Depoimentos de meninas trabalhadoras registram abusos e violações de direitos por parte das famílias que as empregam, que vão de agressões verbais e físicas até assédio sexual. As meninas constróem uma imagem distorcida de si mesmas, de alguém com pouco valor e poucos direitos. A separação precoce de seu ambiente social impede que construam sua identidade e tenham seus vínculos afetivos fortalecidos, junto a sua família e amigos. O ambiente doméstico nem sequer permite à trabalhadora uma condição de aprendizagem. Por isso, o trabalho doméstico não se enquadra na Lei de Aprendizagem, sendo permitido só a partir dos 16 anos.

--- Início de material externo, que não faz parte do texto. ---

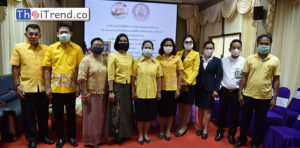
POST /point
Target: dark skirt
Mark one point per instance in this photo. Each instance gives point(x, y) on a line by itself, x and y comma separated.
point(119, 118)
point(145, 109)
point(189, 96)
point(205, 99)
point(167, 105)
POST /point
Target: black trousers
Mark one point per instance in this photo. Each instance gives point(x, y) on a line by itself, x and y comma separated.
point(261, 109)
point(34, 107)
point(228, 98)
point(59, 101)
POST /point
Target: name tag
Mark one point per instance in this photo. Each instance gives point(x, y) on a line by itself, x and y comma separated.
point(238, 73)
point(282, 102)
point(297, 95)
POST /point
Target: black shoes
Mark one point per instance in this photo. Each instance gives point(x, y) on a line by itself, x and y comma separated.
point(239, 143)
point(180, 134)
point(60, 143)
point(231, 139)
point(32, 144)
point(47, 140)
point(204, 136)
point(219, 136)
point(73, 142)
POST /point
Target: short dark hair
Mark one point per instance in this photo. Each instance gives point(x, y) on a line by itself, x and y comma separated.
point(235, 41)
point(147, 41)
point(264, 36)
point(190, 36)
point(208, 42)
point(162, 44)
point(116, 45)
point(63, 25)
point(96, 39)
point(33, 26)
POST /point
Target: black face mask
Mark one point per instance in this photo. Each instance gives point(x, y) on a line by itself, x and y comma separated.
point(97, 50)
point(123, 46)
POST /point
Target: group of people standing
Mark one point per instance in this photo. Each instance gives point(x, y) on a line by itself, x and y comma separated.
point(109, 82)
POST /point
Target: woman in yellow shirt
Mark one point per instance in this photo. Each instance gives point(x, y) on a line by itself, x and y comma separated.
point(171, 83)
point(191, 61)
point(146, 92)
point(93, 79)
point(119, 122)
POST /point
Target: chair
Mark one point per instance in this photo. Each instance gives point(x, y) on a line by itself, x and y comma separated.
point(279, 136)
point(275, 116)
point(293, 110)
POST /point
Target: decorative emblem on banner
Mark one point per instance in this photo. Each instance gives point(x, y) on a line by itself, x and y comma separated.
point(119, 10)
point(141, 11)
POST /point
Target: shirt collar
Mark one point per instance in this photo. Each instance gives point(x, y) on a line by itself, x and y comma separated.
point(266, 58)
point(29, 46)
point(203, 58)
point(70, 44)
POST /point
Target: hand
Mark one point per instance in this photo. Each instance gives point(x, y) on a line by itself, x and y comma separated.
point(272, 103)
point(158, 95)
point(241, 100)
point(133, 95)
point(215, 94)
point(111, 97)
point(20, 93)
point(177, 94)
point(77, 90)
point(49, 93)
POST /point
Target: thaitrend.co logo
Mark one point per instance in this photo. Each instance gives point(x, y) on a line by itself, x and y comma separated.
point(53, 14)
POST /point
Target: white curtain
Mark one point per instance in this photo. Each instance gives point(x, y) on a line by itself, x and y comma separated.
point(12, 32)
point(286, 45)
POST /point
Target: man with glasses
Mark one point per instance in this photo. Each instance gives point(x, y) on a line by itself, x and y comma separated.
point(27, 72)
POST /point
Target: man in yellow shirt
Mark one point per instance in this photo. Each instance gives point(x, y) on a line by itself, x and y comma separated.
point(260, 71)
point(27, 72)
point(61, 63)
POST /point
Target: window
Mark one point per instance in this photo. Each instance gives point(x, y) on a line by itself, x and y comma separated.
point(222, 44)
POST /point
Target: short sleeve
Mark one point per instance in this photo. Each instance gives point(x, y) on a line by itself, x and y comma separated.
point(134, 68)
point(15, 57)
point(179, 65)
point(79, 56)
point(159, 72)
point(246, 67)
point(277, 69)
point(111, 67)
point(83, 70)
point(47, 61)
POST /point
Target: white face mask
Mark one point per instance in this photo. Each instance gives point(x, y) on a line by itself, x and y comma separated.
point(168, 49)
point(235, 52)
point(208, 52)
point(188, 46)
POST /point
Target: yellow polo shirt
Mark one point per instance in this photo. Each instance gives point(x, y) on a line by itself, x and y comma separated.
point(64, 62)
point(260, 75)
point(169, 68)
point(119, 67)
point(29, 59)
point(190, 66)
point(146, 73)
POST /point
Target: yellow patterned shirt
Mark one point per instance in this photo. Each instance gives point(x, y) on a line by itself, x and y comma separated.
point(64, 63)
point(146, 73)
point(29, 59)
point(169, 68)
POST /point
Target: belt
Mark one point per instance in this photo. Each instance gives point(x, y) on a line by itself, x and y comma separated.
point(230, 90)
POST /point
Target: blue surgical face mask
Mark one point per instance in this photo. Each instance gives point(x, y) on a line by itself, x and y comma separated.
point(64, 37)
point(147, 52)
point(263, 49)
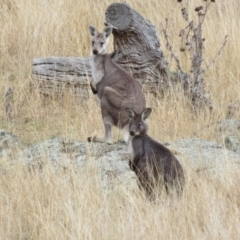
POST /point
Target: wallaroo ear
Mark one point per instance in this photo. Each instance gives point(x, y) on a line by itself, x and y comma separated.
point(107, 31)
point(146, 113)
point(93, 31)
point(130, 112)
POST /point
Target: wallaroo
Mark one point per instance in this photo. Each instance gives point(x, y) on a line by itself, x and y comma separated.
point(114, 86)
point(154, 164)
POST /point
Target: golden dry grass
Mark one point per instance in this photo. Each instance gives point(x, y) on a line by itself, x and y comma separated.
point(53, 206)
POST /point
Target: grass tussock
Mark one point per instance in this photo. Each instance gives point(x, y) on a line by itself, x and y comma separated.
point(54, 206)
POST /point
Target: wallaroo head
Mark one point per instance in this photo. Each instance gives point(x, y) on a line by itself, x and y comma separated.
point(137, 124)
point(100, 40)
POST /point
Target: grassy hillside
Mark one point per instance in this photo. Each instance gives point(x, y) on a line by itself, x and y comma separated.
point(55, 207)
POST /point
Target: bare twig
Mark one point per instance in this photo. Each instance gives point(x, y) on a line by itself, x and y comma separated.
point(169, 47)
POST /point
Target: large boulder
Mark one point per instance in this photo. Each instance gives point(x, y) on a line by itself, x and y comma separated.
point(109, 161)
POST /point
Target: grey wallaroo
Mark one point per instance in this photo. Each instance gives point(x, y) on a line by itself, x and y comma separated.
point(154, 164)
point(114, 86)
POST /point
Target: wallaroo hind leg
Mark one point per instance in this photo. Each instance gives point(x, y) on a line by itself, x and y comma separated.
point(108, 135)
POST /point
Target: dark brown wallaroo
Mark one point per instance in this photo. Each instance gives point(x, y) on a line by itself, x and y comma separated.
point(115, 87)
point(154, 164)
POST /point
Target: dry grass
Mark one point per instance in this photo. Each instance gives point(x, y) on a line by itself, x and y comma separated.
point(53, 206)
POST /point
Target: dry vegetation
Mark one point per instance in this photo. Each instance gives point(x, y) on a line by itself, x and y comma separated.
point(53, 206)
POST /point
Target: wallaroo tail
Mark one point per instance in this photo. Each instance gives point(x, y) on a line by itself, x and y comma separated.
point(114, 86)
point(154, 164)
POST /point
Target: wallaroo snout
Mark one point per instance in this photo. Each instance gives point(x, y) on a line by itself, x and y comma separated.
point(154, 164)
point(114, 86)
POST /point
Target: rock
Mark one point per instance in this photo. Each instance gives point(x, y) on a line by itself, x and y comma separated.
point(233, 110)
point(229, 131)
point(205, 156)
point(9, 144)
point(233, 143)
point(228, 126)
point(110, 161)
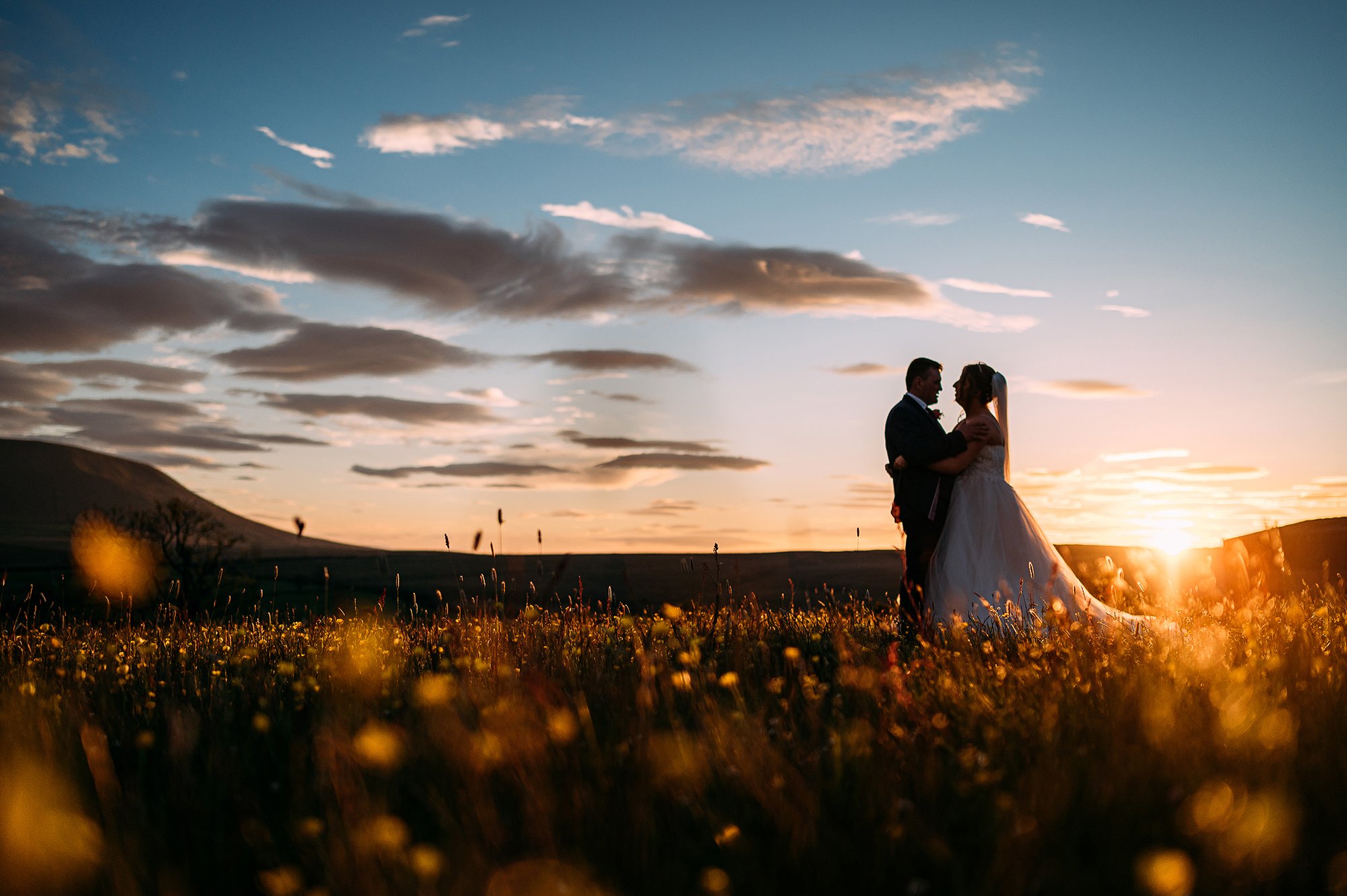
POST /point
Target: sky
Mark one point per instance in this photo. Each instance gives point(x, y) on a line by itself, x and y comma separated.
point(646, 277)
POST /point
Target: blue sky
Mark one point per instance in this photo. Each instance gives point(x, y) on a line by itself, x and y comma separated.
point(1177, 164)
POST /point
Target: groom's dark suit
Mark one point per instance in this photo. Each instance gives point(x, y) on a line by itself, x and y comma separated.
point(921, 494)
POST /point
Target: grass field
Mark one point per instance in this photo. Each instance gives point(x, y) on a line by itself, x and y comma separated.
point(763, 751)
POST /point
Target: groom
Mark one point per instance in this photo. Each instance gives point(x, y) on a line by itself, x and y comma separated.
point(921, 495)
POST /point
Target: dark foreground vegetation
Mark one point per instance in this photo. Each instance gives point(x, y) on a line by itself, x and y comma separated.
point(752, 751)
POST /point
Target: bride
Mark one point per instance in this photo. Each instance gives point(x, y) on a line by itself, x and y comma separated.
point(992, 557)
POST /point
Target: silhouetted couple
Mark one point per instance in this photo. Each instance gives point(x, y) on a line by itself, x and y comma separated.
point(973, 548)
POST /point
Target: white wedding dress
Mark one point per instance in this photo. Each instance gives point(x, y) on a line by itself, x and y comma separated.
point(993, 559)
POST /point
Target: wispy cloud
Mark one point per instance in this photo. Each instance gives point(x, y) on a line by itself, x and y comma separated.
point(491, 396)
point(917, 218)
point(627, 219)
point(614, 361)
point(201, 259)
point(321, 158)
point(451, 265)
point(36, 116)
point(328, 351)
point(143, 423)
point(1086, 389)
point(53, 299)
point(432, 26)
point(1326, 377)
point(382, 408)
point(868, 369)
point(624, 443)
point(871, 123)
point(662, 460)
point(1155, 454)
point(1045, 221)
point(22, 382)
point(99, 372)
point(977, 285)
point(1127, 311)
point(787, 280)
point(1213, 473)
point(480, 470)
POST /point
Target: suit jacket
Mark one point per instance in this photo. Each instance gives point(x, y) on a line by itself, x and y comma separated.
point(919, 438)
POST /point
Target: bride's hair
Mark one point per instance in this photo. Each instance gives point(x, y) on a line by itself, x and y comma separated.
point(987, 384)
point(1003, 393)
point(980, 377)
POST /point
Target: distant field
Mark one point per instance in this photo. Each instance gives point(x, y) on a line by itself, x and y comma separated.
point(759, 751)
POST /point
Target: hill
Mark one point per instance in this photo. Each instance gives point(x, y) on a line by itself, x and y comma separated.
point(46, 486)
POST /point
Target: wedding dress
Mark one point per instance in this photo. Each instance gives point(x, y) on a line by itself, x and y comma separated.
point(993, 557)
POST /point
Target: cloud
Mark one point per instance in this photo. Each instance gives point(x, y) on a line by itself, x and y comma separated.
point(1144, 455)
point(627, 219)
point(174, 459)
point(622, 396)
point(319, 193)
point(321, 158)
point(201, 259)
point(53, 299)
point(36, 121)
point(471, 470)
point(662, 460)
point(382, 408)
point(327, 351)
point(143, 423)
point(614, 359)
point(22, 382)
point(1045, 221)
point(1326, 377)
point(491, 396)
point(976, 285)
point(620, 442)
point(868, 369)
point(451, 267)
point(869, 123)
point(666, 508)
point(444, 265)
point(785, 280)
point(1127, 311)
point(147, 377)
point(1086, 389)
point(1212, 473)
point(18, 420)
point(917, 218)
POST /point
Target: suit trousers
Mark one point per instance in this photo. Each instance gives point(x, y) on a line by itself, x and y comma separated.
point(922, 537)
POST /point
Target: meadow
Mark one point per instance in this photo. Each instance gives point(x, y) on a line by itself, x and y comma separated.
point(756, 749)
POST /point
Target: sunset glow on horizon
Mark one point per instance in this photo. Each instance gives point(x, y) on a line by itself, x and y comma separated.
point(645, 283)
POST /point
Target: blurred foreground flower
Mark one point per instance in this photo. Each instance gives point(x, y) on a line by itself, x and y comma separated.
point(114, 563)
point(46, 843)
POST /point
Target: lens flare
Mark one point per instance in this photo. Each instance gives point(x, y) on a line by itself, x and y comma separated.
point(114, 563)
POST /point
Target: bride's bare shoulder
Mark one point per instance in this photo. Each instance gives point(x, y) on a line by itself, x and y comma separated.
point(997, 436)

Nesse caso, muitos esquecem que, além das garantias de um adulto, as trabalhadoras adolescentes devem ter as previstas no Estatuto da Criança e do Adolescente e nas Convenções 138 e 182 da OIT: registro em carteira, repouso remunerado, férias, tempo de trabalho compatível com o de estudo, convivência familiar e recreação asseguradas, o direito de não realizar atividades proibidas na lista das piores formas de trabalho infantil, o direito de não realizar trabalho noturno e, sobretudo, de serem cuidadas e protegidas no trabalho.
Ao serem transformados em força de trabalho, crianças e adolescentes deixam de ser tratados como pessoas em condição peculiar de desenvolvimento. O trabalho infantil não é compatível com a infância, pois fere os seus principais direitos. E o trabalho infantil doméstico frequentemente fere todos os direitos: à vida e à saúde; à liberdade, ao respeito e à dignidade; à convivência familiar e comunitária; à educação, à cultura, ao esporte e ao lazer; à profissionalização e à proteção no trabalho -além de expor as meninas a situações de negligência, discriminação, exploração, violência, crueldade e opressão.
A realidade não pode se contrapor às leis. Superar a pobreza não pode vir antes do desenvolvimento sadio das crianças. O trabalho não pode ser mais importante do que o estudo. Criança deve ser prioridade absoluta, sempre.


Âmbar de Barros, 43, é presidente da Andi.
Armand Pereira, 51, é representante da OIT no Brasil.
Helio Mattar, 56, é diretor-presidente da Fundação Abrinq pelos Direitos da Criança e do Adolescente e do Instituto Akatu pelo Consumo Consciente.